(October 4, 2011) — Moody’s, Fitch, and Standard & Poor’s must face a New Mexico securities lawsuit brought by investors in mortgage-backed securities, Bloomberg has reported.
After home-loan defaults skyrocketed in 2007, ratings agencies have been faced with a surge of lawsuits and criticism by lawmakers and investors for failing to predict the subprime meltdown, grading mortgage bonds too generously, and maintaining the ratings.
In a September 30 ruling, US District Judge James O. Browning in Albuquerque, New Mexico, denied the rating companies’ request to dismiss the claim against them.
In December 2010, the plaintiffs, led by the Maryland-National Capital Park & Planning Commission Employees’ Retirement and the Midwest Operating Engineers Pension Trust Fund, filed an amended complaint, which aimed to represent other investors in $5 billion of Thornburg Mortgage Home Loans Inc. mortgage- backed securities.
While the suit claims the ratings agencies violated New Mexico securities law by giving securities false and misleading AAA or Aaa ratings, lawyers for the rating companies defended the agencies’ ratings.
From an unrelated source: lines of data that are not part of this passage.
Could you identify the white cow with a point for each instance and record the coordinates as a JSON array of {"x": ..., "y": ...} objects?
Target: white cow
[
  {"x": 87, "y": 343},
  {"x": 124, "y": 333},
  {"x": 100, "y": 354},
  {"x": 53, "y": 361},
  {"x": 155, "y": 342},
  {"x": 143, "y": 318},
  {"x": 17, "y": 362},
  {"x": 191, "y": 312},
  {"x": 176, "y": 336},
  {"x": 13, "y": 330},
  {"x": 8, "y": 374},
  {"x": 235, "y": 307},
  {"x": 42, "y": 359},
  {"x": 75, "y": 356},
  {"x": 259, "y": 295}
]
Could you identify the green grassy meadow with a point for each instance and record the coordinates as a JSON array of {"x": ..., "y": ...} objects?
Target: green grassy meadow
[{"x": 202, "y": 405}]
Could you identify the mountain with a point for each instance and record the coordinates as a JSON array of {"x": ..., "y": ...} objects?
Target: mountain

A February 11 request to dismiss the claim by the rating companies said that the plaintiffs’ claim under New Mexico law was a “blatant attempt to avoid the parade of recent decisions that have rightly held that issuing credit ratings is not the same thing as selling or underwriting securities.”
In April 2010, Standard & Poor’s and Moody’s won dismissal of a suit that involved the sale of more than $60 billion in mortgage-backed securities. The lawsuit alleged banks and rating companies made false statements and omissions in registration statements and prospectuses, defrauding investors who depended on their ratings before buying billions of dollars of investment-grade mortgage-backed securities. Additionally, in the lawsuit filed by institutional investors, US District Judge Jed S. Rakoff in Manhattan dismissed some claims against JPMorgan Chase & Co., Bank of America Corp.’s Merrill Lynch and ABN Amro Bank NV, a unit of Royal Bank of Scotland Plc.
The claims against McGraw Hill Co., Moody’s Investors Service, and Bank of America Corp.’s Merrill Lynch were dismissed with prejudice, meaning the case cannot be brought back to the courts. “We are pleased that the judge granted our motion to dismiss in its entirety,” Frank Briamonte, spokesperson for the McGraw Hill Cos., parent of Standard and Poors, told aiCIO.